The threat of hackers and virus pushers is growing in relation to the power of mobile devices, the growth of e-commerce, and the rising value of the information transmitted through the air.
That's the main point of this TowerGroup release. Much of this has been said before, though the TowerGroup does a good job of encapsulating a lot of helpful information. From our perspective, the most interesting element of the release is the assessment that mobile commerce applications from the financial services industry do not adequately focus on the state of mobile security.
Our take is pretty simple: If the financial services industry hasn't gotten the message yet, what will it take? We've said before that the loss of devices -- laptops with entire databases brimming with customer data and less noted but still damaging losses of cell phones and PDAs -- must be confronted head-on.

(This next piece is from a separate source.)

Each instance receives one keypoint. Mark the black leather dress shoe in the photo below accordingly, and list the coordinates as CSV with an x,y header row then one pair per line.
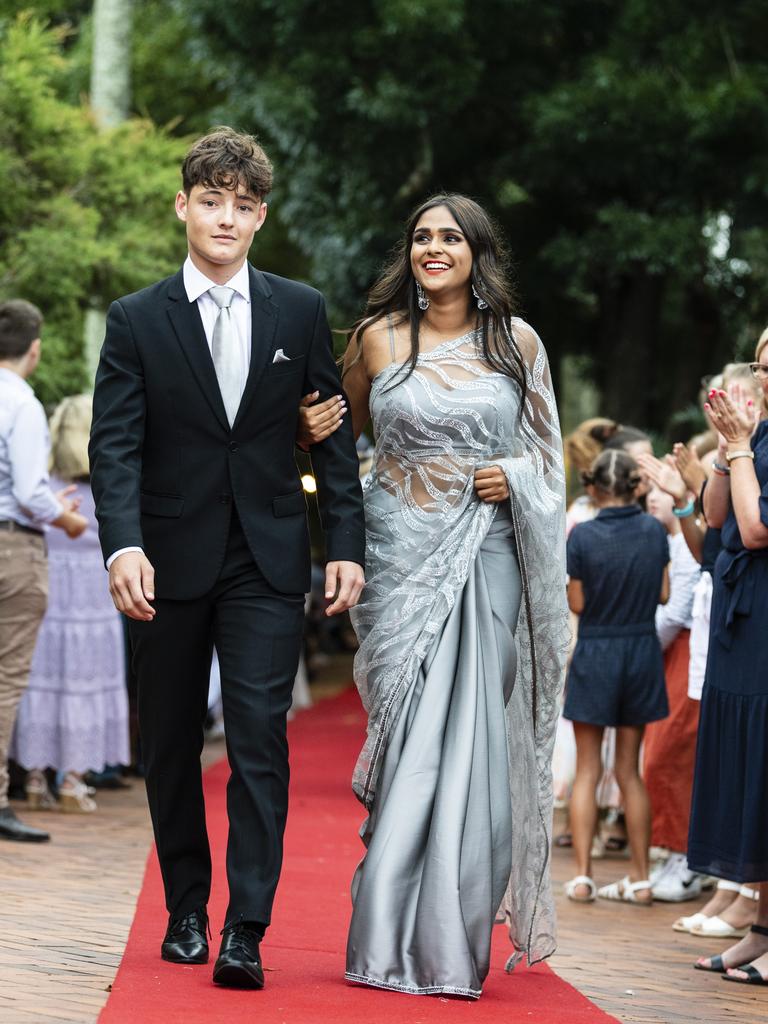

What's remarkable is the anecdotal evidence that corporate decision makers, at least in some cases, don't seem to agree. Regulatory compliance and legal requirements that are deeply intertwined with security make it even more curious that more corporate attention apparently isn't being paid.
If this is so -- and we have no way to truly know if it is -- perhaps the disconnect is rooted in a naive assumption on IT's (and our) part that the loss of data and subsequent fines, bad press and lawsuits are enough to change corporate culture. But, perhaps, buried somewhere in enough accounting executives' Excel spreadsheets, there are figures bolstering the rationale for bypassing safeguards.
Ironically, the assessment that corporate safeguards are inadequate barely is mentioned in this release. But the implications are huge. It seems clear that enterprises must make a "C-level" decision about their overall relationship to mobility. A key commitment within that decision is the funding and latitude that will be given to protecting the data.
This all seems so obvious that it's unsettling that it apparently is not getting done more quickly. If it isn't, observers must question whether the reasons are rooted in unintentional corporate inertia or premeditated benign neglect.